Six weeks behind deadline, Islamabad contribution to a Paris deal avoids any measurable goals
By Megan Darby
Pakistan has not included a single measurable target in its contribution to a UN climate deal, submitted on Thursday.
At 350 words, the final document is slashed from drafts seen by civil society observers.
It says Pakistan will need affordable sources of power generation to develop – a nod to the Chinese-backed coal fleet under construction.
The country “is committed to reduce its emissions after reaching peak levels,” the UN submission said, but has insufficient data to set specific goals.
Analysis is under way to determine potential carbon cuts, it promised, as well as investment needed to adapt to the impacts of climate change.
Pakistan produced 0.7% of global greenhouse gas emissions in 2010, according to EU data.
Leaked earlier versions of the plan set out options to cut greenhouse gas emissions 10-20% from business as usual by 2030, subject to international support.

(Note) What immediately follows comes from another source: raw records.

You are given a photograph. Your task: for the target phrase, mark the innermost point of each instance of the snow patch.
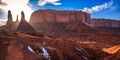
(30, 49)
(90, 25)
(46, 54)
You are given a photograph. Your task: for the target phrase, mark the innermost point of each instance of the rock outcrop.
(105, 23)
(24, 26)
(10, 20)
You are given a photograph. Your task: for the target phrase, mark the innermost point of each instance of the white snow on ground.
(30, 49)
(45, 53)
(83, 51)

Climate experts at the time criticised the numbers as lacking ambition. Yet even those figures were conspicuously absent from the one-pager approved by the prime minister.
Kashmala Kakakhel, a Pakistani development consultant, told Climate Home there had been some pushback from industry.
Coming amid rising power demand and frequent blackouts, the attitude was “dirty or clean, just give us the energy,” she said.
“I think it is a missed opportunity,” she added, as initiatives like the Green Climate Fund will be providing support for cleaner projects.